LiveData is an observable data holder class. Unlike a regular observable, LiveData is lifecycle-aware, meaning it respects the lifecycle of other app components, such as activities, fragments, or services.

In a simple way, LiveData is basically a data holder and it is used to observe the changes of a particular view and then update the corresponding change.

So, LiveData is used to make the task of implementing ViewModel easier. The best part about LiveData is that the data will not be updated when your View is in the background and when the view will come in the foreground, then it will get the updated data only.

Difference between setValue() and postValue()

either you can update the data on the Main thread or you can update the data using the background thread. So, the use-case of setValue and postValue depends on these two situations only.

While using the Main thread to change the data, you should use the   setValue   method of the MutableLiveData class and while using the background thread to change the LiveData, you should use the   postValue   method of the MutableLiveData class.

So, the duty of the   postValue   method is to post or add a task to the main thread of the application whenever there is a change in the value. And the value will be updated whenever the main thread will be executed (여기서 mainthread가 실행될때 이부분이 중요한 부분). So, basically, it is requesting the main thread to set the new updated value and then notify the observers.

While the setValue method is used to set the changed value from the main thread and if there are some live observers to it, then the updated value will also be sent to those observers as well. This setValue method must be called from the main thread.

So, here are some of the points that you must think before using setValue and postValue:

  • If you are working on the main thread, then both setValue and postValue will work in the same manner i.e. they will update the value and notify the observers.
  • If working in some background thread, then you can’t use setValue. You have to use postValue here with some observer.
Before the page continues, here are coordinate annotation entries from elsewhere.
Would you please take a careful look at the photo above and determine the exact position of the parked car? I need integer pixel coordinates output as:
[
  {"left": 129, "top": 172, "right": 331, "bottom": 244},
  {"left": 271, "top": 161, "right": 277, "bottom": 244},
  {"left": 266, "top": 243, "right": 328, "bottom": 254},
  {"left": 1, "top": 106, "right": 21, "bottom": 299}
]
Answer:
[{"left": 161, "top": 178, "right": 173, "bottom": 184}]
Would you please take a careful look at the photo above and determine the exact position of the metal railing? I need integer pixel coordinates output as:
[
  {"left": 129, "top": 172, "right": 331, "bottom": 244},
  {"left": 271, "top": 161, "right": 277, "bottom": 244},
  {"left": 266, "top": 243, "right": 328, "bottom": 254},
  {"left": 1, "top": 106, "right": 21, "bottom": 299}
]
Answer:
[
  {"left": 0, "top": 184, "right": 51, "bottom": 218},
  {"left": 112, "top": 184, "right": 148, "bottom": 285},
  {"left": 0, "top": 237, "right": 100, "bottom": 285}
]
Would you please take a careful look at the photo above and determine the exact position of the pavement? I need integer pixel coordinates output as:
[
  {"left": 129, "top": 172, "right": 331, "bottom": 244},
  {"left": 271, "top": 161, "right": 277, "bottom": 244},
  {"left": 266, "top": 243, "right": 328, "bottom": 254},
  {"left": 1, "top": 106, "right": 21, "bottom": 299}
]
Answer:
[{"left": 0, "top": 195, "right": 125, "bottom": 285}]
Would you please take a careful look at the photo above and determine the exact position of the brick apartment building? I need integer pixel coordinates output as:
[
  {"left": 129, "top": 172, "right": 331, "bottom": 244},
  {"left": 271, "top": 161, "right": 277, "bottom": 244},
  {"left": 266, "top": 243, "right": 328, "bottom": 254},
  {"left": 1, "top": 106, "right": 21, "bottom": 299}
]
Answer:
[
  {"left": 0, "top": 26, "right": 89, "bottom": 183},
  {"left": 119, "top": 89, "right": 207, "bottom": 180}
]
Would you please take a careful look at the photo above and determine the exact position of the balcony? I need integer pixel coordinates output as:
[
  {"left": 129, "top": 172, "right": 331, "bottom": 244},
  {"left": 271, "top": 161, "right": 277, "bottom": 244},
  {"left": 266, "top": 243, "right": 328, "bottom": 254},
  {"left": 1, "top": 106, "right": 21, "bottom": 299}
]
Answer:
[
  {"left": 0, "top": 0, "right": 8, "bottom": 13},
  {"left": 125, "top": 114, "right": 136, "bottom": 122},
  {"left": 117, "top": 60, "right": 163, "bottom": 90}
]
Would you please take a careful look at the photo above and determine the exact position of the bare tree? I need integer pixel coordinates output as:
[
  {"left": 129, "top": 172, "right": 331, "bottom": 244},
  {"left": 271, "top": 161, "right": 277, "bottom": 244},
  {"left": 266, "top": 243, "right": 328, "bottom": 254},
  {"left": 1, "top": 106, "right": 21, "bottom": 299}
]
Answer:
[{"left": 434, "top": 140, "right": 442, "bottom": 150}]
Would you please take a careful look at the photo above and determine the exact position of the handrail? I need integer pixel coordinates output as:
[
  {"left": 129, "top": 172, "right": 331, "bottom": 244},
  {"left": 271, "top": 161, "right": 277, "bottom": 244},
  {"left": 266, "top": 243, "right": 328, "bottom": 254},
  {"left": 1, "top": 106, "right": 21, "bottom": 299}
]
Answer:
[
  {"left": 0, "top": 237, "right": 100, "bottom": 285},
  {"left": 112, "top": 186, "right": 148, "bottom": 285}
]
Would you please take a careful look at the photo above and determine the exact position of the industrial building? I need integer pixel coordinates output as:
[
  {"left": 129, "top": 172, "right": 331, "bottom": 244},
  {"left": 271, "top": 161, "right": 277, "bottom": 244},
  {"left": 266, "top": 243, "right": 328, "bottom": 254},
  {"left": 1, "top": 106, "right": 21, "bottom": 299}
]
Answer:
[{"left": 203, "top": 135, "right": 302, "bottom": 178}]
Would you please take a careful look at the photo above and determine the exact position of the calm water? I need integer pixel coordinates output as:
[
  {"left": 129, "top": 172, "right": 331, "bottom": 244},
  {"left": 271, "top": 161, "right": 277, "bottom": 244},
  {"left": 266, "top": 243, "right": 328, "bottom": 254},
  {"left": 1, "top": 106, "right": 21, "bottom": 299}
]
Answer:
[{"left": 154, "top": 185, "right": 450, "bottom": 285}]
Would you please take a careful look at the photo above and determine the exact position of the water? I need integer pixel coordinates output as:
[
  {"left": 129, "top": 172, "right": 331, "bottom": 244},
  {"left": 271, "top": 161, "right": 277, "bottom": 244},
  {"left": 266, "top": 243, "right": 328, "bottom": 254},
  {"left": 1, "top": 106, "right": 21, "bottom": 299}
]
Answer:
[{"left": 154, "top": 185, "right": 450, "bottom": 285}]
But the interesting thing about postValue is that the value will be change immediately but the notification that is to be sent to observers will be scheduled to execute on the main thread via the event loop with the handler.

Let’s take an example,

// setValue
liveData.setValue("someNewData")
liveData.setValue("againNewData")

// postValue
liveData.postValue("someNewData")
liveData.postValue("againNewData")

In the above example, the setValue is called from the main thread and the postValue is called from some background thread.

Since the setValue is called twice, so the value will be updated twice and the observers will receive the notification regarding the updated data twice.

But for postValue, the value will be updated twice and the number of times the observers will receive the notification depends on the execution of the main thread. For example, if the postValue is called 4 times before the execution of the main thread, then the observer will receive the notification only once and that too with the latest updated data because the notification to be sent is scheduled to be executed on the main thread. So, if you are calling the postValue method a number of times before the execution of the main thread, then the value that is passed lastly i.e. the latest value will be dispatched to the main thread and rest of the values will be discarded.

Another thing to care about postValue is that, if the field on which the postValue is called is not having any observers and after that, you call the getValue, then you will not receive the value that you set in the postValue because you don’t have an observer here.

original source : https://youtu.be/ZE2Jkvnk2Bs

by philipp

20분 분량이며 설명이 매우 좋다.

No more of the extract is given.